The district court noted that Horton’s treating physician, Dr. Williams, wrote a
letter dated October 13, 1990, stating that “[b]ased on Mr. Horton’s prior job description,
I feel he is permanently disabled from performing those tasks or any significant
employment.” We note that Dr. Williams authored numerous reports in the
administrative file which are not entirely consistent. For example, one report has a box
checked indicating that Horton is capable of light work, another states that he is totally
incapacitated, and others state that he is capable of “light duty work with extreme
restrictions.” Regardless, the plan administrator was not required to accept the opinion of
6 Dr. Williams over the opinions of the other physicians described above. We have not
adopted a “treating physician rule” requiring the administrator to accept the opinion of a
treating physician. See Salley v. E.I. DuPont de Nemours & Co.,
966 F.2d 1011, 1016(5th Cir. 1992).
The district court also noted that, after the administrator made its initial denial and
denied Horton’s appeal, the Social Security Administration determined that Horton was
entitled to disability benefits under federal social security law.
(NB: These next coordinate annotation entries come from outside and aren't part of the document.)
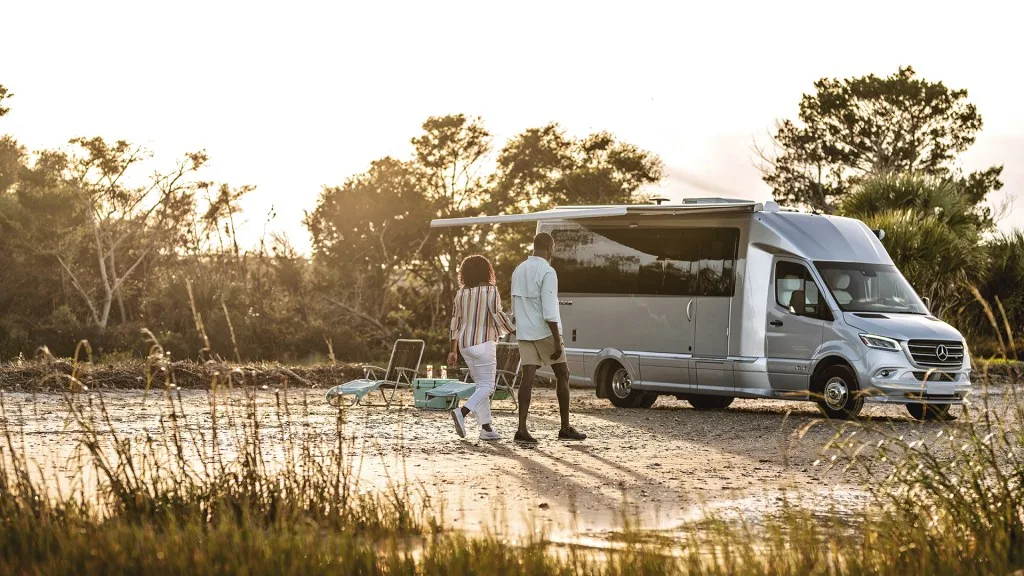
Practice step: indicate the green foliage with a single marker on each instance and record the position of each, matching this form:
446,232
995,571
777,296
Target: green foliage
861,126
4,93
937,261
372,240
942,200
933,237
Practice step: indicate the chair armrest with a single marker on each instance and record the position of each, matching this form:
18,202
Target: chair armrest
370,371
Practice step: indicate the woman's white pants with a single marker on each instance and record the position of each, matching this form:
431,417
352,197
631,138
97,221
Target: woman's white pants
481,361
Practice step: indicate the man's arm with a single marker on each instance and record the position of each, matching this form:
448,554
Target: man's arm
549,305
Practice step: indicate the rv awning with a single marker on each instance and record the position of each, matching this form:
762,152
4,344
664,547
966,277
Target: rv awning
580,212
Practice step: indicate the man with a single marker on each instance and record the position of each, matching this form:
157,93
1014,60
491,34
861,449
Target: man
539,331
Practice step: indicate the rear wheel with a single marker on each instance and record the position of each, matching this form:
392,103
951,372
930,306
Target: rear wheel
702,402
929,411
621,391
840,394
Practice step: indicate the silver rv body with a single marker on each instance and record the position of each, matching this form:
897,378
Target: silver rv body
733,299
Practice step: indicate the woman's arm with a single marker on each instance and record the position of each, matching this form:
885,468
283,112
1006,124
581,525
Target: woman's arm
504,323
453,358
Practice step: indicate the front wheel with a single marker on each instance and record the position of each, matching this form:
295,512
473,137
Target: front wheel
929,411
648,400
621,391
841,398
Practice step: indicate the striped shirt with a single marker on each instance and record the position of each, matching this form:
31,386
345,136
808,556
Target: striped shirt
477,317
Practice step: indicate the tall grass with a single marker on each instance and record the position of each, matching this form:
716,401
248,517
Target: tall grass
255,489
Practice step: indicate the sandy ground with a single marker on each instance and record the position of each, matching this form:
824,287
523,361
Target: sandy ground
664,464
However, this
determination was not before the administrator and the district court should have confined
itself to the administrative record. The district court should limit itself to the
administrative record in assessing whether a plan participant was as a factual matter
disabled. Vega,
188 F.3d at 289, 299-300. Exceptions to this rule recognized in Vega
are not relevant. The only exceptions we recognized that allow the district court to
consider evidence outside the administrative record are expert medical opinions that assist
the court in understanding medical terminology or practice, and evidence related to how
the administrator has interpreted the plan in other instances.
Id. at 299. The social
security determination falls under neither exception. Second, while an ERISA plan
administrator might find a social security disability determination relevant or persuasive,
see Moller v. El Campo Aluminum Co.,
97 F.3d 85, 87(5th Cir. 1996), the plan
administrator is not bound by the social security determination.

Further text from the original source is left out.